Why is everyone talking about big data? What kind of data is considered large? Where to find them, why are they needed, how to make money on them?
What is Big Data
Big Data (big data) – huge datasets of diverse data. They are huge, because their volumes are such that a simple computer cannot cope with their processing, but varied – because this data is of a different format, unstructured and contains errors. Big data accumulates quickly and is used for many different purposes.

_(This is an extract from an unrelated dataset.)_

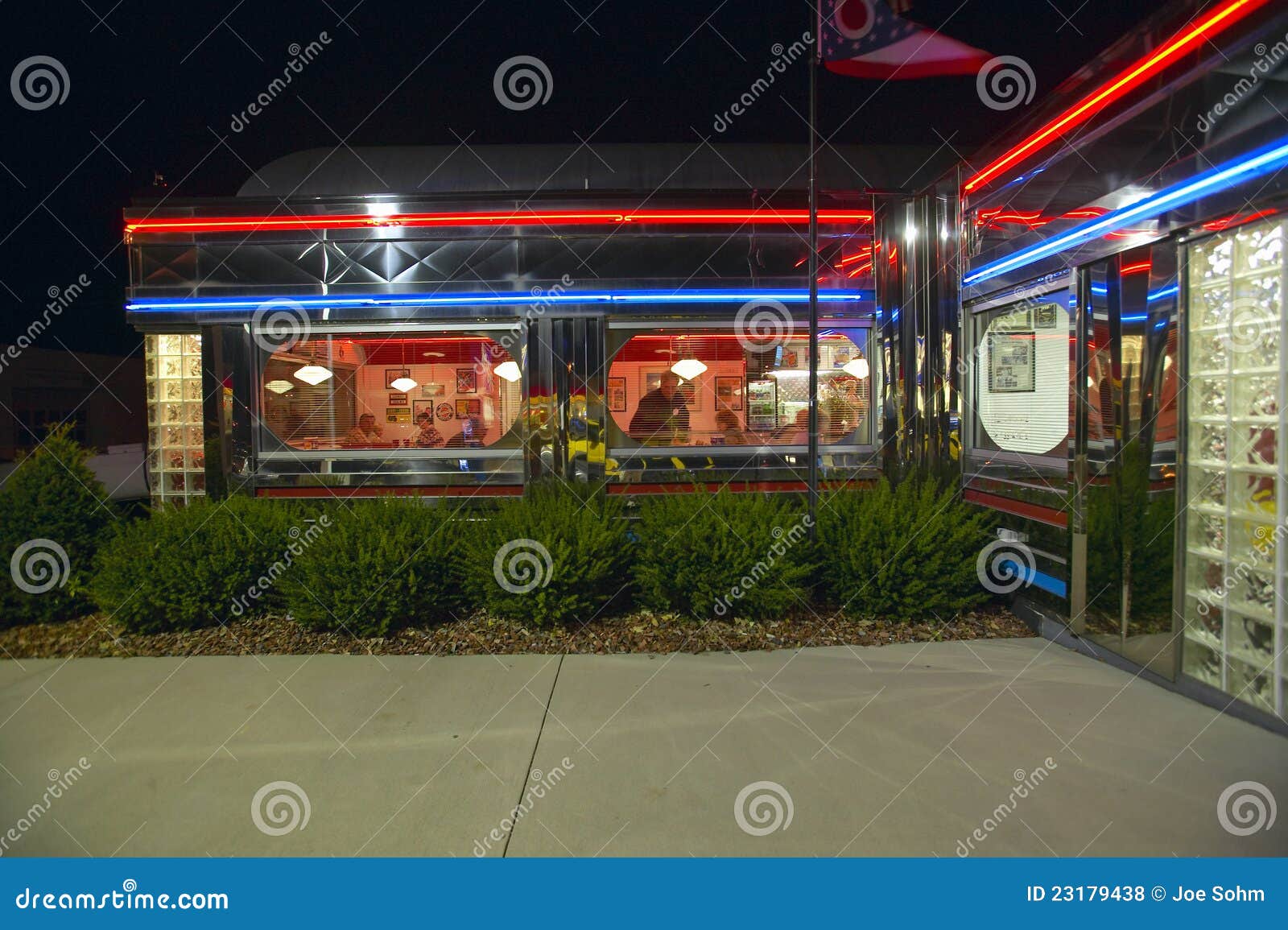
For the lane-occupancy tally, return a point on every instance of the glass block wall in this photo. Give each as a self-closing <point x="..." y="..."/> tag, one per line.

Big Data is not an ordinary database, even if it is very large. Here are the differences:
|Not big data||Big Data|
| Database of records of thousands of employees of the corporation. Information in such a database has predetermined characteristics and properties; it can be presented in the form of a table, as in Excel.|
The name, age and marital status of all of Facebook’s 2.5 billion users is just a very large database.
Archive of records of city video surveillance cameras.
Employee actions log. For example, all the data that a call center creates during operation, where 500 people work
Clicks on links, messages sent and received, likes and reposts, mouse movements or taps on the smartphone screens of all Facebook users.
Video recording system data of traffic violations with information about the traffic situation and license plates of violators; information about metro passengers, obtained using the face recognition system, and who of them is on the wanted list.
The amount of information in the world is increasing every second, and what was considered big data a decade ago now fits on the hard drive of a home computer.
60 years ago, a 5 megabyte hard drive was twice the size of a refrigerator and weighed about a ton. A modern hard drive in any computer holds up to one and a half terabytes (1 terabyte is equal to 1 million megabytes) and is smaller in size than a regular book.
In 2021, big data is measured in petabytes. One petabyte equals one million gigabytes. A three-hour 4K film “weighs” 60-90 gigabytes, and the entire YouTube is 5 petabytes, or 67,000 such films. 1 million petabytes is 1 zettabyte.
How does Big Data technology work?
Big data collection sources are divided into three types:
Everything a person does online is a source of social big data. Every second, users upload 1,000 photos to Instagram and send over 3 million emails. Every second personal contribution of each person is an average of 1.7 megabytes.
Other examples of social Big Data sources are statistics of countries and cities, data on the movement of people, registration of deaths and births, and medical records.
Big data is also generated by machines, sensors and the Internet of Things. Information is received from smartphones, smart speakers, light bulbs and smart home systems, video cameras on the streets, weather satellites.
Transactional data arises from purchases, money transfers, goods deliveries, and ATM transactions.
How is big data processed?
- Big Data arrays are so large that simple Excel cannot handle them. Therefore, special software is used to work with them.
- It is called “horizontally scalable” because it distributes tasks across multiple computers simultaneously processing information. The more machines are involved in the work, the higher the productivity of the process.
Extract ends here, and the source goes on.